Intra- and inter-observer variability were also assessed for RLAD to determine its repeatability and reproducibility, both important characteristics for any objective measurement tool, and since one landmark for RLAD is the bisection of the VHS axes, the same was performed for the latter. No significant differences were found in the level of agreement between observers for both indexes VHS and RLAD. Mean and CV for both radiographic variables were similar between observers. Intra-observer variability was small, especially in the case of RLAD, with intra-observer variability being 0.01, confirming the repeatability of the measurements for the same observer. Observer bias was also negligible for both tests. Thus, a high reproducibility and repeatability were observed for RLAD and VHS.

This study has some limitations. The MVD population in this study consisted of a series of dogs arbitrarily presented to cardiology referral centres. In this way, this population may not be representative of the general canine population with MVD, possibly including a higher proportion of dogs in a more advanced disease state which would increase the sensitivity of the test. On the other hand, given the large number of cross breeds included, a breed-dependent effect could not be evaluated in this study but would be of interest for future studies.

In fact, 24 out of 46 dogs in group 2 were classified in disease stage C, with 37 out of 46 dogs presenting with a LA/Ao > 2. This fact contributes to the high correlation observed between RLAD and LA/Ao. Further studies are needed in order to obtain clinically useful cut-off values for mild, moderate and severe left atrial enlargement, especially in dogs presenting with only mild to moderate LAE.

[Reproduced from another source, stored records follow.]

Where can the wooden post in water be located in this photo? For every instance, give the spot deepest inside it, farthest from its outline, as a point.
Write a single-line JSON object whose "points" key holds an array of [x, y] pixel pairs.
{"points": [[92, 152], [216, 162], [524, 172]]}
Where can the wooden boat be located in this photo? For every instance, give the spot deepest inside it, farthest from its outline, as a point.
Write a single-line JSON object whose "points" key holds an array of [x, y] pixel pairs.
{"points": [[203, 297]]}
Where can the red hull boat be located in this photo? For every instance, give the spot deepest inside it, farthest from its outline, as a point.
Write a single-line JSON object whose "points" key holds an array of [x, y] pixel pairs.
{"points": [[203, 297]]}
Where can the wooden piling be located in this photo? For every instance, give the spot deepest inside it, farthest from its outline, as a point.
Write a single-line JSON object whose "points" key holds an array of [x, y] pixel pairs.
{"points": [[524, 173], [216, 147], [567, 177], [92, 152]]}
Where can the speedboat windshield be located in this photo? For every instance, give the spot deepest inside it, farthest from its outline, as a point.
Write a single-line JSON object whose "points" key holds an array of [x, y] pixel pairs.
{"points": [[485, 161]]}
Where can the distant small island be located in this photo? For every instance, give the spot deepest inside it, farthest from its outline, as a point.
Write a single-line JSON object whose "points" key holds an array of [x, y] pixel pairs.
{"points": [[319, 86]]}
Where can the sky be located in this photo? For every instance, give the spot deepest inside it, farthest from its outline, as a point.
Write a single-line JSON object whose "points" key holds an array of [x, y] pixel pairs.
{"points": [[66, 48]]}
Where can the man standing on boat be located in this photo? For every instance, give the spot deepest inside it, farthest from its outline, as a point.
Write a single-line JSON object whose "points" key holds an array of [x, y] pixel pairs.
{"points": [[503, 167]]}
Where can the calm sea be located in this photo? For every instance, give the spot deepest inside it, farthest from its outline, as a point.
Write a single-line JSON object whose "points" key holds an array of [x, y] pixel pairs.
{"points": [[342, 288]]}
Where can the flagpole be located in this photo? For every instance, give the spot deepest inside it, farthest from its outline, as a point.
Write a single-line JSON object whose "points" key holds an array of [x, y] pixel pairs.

Furthermore LAE was estimated only by 2D echocardiography, which although widely accepted as a non invasive clinically useful method, it does not constitute a real gold standard method for this purpose as could be MRI (magnetic resonance imaging) or CT. Cross-sectional imaging would constitute a useful comparison in future studies involving LAE assessment with RLAD as a gold standard method.

Conclusion

The new radiographic measurement named RLAD demonstrated high sensitivity and specificity for detecting LAE with a strong correlation with LA/Ao ratio. The proposed optimal cut-off value for RLAD to detect LAE is 1.8v. RLAD would provide clinicians with a simple and cost-effective tool for the detection and monitoring of LAE in dogs with MVD and possibly dogs with other cardiac diseases presenting with LAE.